A good starting point to ‘hone’ your snatch technique is this recent post/video series I did on mastering the kettlebell snatch:
3. Keneth Jay’s Viking Warrior Conditioning (use it)
The V02 max protocol(s) outlined by Master RKC Kenneth Jay in this book are brutal … and they are one of the best, if not the best, ways to prepare for the snatch test.
He outlines several different interval protocols in the book, all of which involve high volume and escalating density (work done in a fixed amount of time) training with the KB snatch.
Another suggestion: I’ve used the GymBoss interval timer for this program – I highly suggest it, it’s a $20 investment that will make your life wayyyy easier – you can set it up to beep or vibrate during the up to 80 intervals you’ll be doing every workout. It also allows for custom interval timer set ups and a lot more … learn more about it by clicking here.
4. Use good quality KB’s
Seriously … this isn’t just a shameless plug for Dragon Door KB’s … but I trained the first time around with an Appolo brand KB, and when I got to the cert and used a dragon door KB, I shaved almost :60 off my previous best time! I know part of it was the adrenaline, but I also am convinced the Dragon Door ‘bells had something to do with it.
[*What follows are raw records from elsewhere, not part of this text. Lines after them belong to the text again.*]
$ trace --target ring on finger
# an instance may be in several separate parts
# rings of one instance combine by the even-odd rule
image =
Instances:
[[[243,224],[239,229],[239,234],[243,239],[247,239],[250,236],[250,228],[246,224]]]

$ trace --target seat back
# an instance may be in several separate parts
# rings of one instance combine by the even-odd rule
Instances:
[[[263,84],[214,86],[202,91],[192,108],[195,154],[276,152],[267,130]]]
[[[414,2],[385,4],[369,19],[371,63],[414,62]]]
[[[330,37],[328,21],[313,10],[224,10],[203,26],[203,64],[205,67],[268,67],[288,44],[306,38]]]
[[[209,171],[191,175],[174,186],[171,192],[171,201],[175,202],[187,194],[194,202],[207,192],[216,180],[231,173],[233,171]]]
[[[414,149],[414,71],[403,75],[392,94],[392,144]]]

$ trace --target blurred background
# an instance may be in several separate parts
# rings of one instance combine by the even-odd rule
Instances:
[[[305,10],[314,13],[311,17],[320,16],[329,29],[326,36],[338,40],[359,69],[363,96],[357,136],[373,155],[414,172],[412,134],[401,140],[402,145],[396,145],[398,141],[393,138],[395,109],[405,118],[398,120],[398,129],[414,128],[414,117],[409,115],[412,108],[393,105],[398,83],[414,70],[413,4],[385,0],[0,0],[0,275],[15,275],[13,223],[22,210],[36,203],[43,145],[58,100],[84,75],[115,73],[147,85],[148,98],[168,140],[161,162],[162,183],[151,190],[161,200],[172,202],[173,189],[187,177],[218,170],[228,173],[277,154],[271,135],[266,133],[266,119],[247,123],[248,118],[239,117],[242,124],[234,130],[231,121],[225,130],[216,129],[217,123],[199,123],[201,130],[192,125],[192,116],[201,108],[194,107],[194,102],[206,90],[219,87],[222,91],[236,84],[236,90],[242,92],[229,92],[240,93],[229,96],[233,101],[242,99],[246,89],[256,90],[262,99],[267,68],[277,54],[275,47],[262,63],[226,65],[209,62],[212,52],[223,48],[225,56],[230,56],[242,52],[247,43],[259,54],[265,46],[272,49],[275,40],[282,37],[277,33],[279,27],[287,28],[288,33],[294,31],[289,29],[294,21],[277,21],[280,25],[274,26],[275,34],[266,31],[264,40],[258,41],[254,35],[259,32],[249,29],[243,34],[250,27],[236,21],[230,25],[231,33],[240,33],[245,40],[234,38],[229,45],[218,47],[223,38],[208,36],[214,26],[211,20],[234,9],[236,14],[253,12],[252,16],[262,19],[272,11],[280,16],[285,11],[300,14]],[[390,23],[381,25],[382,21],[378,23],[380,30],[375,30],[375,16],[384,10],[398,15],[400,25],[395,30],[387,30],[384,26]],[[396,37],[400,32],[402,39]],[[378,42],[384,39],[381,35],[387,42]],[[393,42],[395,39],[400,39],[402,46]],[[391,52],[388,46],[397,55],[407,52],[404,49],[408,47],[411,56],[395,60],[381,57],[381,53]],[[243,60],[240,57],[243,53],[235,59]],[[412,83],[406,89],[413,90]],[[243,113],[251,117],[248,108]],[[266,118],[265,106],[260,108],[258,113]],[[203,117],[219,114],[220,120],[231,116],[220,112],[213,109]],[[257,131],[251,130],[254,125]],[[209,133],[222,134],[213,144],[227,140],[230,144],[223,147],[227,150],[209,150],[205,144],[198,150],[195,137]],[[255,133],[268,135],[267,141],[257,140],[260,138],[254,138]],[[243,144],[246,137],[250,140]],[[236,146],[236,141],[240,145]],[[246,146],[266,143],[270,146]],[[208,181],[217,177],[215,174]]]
When you’re doing this high volume of work and the KB is rotating around your hand, friction and balance are a big factor. So you want a ‘bell that is well built and rotates smoothly.
5. Video yourself
This is a great way to get some feedback on where you’re at, what your technique looks like, etc. if you’re struggling with the snatch test. Bust out your video phone or flip cam, tape yourself snatching, and go back and review it. You’ll be amazed at how helpful it is.
So there you have five suggestions to help you prepare for – and pass – the RKC snatch test, whether you’re looking to get certified or you’re just doing it to say you did Good luck to you and train hard!